L’ossature des rencontres demeurait la même cependant. Comme le déroulement type des ateliers à l’automne, le temps était sensiblement découpé de la même façon, comme si cet aspect était devenu ritualisé : un temps de partage en début de rencontre, un réchauffement physique en groupe, une période de travail sur nos projets respectifs, un retour réflexif sous forme de conversation. C’est d’ailleurs en poursuivant ensemble une réflexion sur ce que nous faisions, en l’intégrant dans le processus de création, que nous avons trouvé les composantes de l’œuvre collective. Ainsi, nous avons éliminé des éléments, abandonné certaines pistes pour en découvrir d’autres; nous avons tressé des textes pour en créer de nouveaux. Nous avons intégré des éléments, en avons recouvert d’autres; nous avons transposé des images en mots ou des mots en images; nous avons intégré certains de nos rituels de groupe pour nourrir l’animation. Bref, beaucoup d’expériences, de chemins empruntés pour en arriver à une proposition d’installation à la fois simple, transportable, donnant une impression d’ensemble et d’équilibre, une cohérence visuelle et de contenu, où

tous les éléments singuliers s’intégraient les uns aux autres. L’installation que nous proposions était isomorphique à notre processus : un tressage de mondes singuliers qui donnent quelque chose de plus grand que chacun des éléments particuliers. C’était exactement l’objectif social poursuivi, une démocratie participative qui repose sur des individues singulières affirmées, s’entraidant, se coformant, se rendant possibles l’une l’autre, cocréant leur réalité plutôt que subissant individuellement le diktat des images âgistes bombardées par les médias.

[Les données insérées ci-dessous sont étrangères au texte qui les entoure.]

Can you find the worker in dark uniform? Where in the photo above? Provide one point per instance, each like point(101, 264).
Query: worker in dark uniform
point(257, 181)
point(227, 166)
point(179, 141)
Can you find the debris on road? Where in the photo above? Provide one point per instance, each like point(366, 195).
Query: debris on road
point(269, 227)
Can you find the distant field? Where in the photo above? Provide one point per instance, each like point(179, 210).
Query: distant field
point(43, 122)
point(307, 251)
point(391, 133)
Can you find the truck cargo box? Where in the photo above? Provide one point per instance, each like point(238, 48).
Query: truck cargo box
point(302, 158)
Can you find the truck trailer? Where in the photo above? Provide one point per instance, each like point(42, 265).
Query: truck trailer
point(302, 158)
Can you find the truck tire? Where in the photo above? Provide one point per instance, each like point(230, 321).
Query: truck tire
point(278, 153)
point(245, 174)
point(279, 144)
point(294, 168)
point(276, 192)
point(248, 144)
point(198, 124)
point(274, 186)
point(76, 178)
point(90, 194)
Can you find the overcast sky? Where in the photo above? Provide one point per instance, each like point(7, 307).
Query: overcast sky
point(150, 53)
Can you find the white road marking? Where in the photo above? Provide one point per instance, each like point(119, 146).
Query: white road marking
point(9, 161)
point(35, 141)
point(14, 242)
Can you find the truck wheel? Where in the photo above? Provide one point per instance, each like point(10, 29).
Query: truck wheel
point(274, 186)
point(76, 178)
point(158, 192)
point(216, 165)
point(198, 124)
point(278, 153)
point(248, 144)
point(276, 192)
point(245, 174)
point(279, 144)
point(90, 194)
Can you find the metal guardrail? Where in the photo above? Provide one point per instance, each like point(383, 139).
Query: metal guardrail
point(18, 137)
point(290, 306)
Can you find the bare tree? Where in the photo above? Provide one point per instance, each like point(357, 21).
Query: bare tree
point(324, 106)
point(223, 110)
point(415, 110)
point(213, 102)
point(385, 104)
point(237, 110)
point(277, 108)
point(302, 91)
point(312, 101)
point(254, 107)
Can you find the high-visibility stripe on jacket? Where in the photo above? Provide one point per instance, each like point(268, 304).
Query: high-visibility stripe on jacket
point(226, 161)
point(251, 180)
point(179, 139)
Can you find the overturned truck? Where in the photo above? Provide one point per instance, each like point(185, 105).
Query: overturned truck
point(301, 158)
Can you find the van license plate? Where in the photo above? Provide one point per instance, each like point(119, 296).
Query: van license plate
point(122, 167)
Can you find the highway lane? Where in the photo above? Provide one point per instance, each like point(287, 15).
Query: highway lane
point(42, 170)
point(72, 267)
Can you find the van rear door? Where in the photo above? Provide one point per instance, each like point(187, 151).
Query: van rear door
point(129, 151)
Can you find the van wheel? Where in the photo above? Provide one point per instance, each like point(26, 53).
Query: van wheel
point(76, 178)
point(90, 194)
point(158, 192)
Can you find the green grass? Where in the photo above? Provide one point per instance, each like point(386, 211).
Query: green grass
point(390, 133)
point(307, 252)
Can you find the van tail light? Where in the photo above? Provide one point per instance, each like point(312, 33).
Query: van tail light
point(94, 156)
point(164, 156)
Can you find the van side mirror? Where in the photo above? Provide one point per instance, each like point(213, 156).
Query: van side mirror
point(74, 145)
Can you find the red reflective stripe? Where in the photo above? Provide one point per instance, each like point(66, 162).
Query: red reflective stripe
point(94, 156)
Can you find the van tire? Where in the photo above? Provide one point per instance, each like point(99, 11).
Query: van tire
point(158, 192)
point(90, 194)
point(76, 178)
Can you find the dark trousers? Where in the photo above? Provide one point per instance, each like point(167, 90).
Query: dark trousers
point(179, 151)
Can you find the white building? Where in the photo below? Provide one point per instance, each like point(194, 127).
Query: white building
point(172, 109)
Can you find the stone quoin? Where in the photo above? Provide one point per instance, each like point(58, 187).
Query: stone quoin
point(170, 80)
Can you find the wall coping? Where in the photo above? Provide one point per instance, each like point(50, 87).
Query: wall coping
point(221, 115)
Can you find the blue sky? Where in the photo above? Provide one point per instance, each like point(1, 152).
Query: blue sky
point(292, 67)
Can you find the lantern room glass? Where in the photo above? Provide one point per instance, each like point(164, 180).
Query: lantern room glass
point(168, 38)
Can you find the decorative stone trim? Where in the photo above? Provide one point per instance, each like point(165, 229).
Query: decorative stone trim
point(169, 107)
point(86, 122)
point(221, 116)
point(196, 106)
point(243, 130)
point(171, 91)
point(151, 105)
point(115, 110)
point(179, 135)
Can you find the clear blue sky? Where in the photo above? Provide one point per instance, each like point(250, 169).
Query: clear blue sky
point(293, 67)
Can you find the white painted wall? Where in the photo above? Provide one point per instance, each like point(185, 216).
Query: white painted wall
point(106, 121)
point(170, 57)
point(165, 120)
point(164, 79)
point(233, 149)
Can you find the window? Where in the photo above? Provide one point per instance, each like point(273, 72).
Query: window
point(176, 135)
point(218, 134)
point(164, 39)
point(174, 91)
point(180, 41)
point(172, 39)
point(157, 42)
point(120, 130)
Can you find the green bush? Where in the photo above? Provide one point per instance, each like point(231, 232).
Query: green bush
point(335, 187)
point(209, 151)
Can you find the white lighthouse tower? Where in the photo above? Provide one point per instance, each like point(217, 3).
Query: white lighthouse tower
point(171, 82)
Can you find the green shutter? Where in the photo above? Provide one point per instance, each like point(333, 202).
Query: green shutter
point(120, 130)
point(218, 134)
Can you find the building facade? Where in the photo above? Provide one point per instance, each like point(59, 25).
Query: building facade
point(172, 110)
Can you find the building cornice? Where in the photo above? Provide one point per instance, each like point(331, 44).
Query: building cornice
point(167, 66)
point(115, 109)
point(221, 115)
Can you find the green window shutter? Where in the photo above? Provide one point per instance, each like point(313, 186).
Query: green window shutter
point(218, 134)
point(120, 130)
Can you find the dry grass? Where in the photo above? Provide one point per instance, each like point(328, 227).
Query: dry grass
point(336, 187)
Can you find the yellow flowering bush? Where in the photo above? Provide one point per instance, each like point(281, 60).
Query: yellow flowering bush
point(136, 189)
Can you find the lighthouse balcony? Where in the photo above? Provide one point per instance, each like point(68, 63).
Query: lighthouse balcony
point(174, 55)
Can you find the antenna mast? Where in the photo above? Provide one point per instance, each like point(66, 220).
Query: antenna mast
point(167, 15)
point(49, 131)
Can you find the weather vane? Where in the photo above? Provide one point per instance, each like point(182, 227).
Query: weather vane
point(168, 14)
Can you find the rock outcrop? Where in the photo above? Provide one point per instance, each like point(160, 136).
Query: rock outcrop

La préoccupation depuis le début était que notre installation soit mobile, qu’il soit possible de la remonter en différentes versions, pour s’accorder aux contextes de tournée. Aussi, que l’œuvre soit ouverte pour permettre d’accueillir de nouveaux éléments au fil des rencontres que nous projetions de faire. Nous avons donc privilégié des matériaux simples, peu onéreux, afin que notre expérience puisse être envisageable pour d’autres et transmettre le désir de créer plutôt que de présenter des œuvres faites simplement pour être regardées. Nous souhaitions que les femmes vivant dans notre installation puissent se dire « moi aussi je veux en faire! Moi aussi je peux! » Et nous voulions offrir des moyens pour l’entreprendre lors de nos visites dans les groupes70.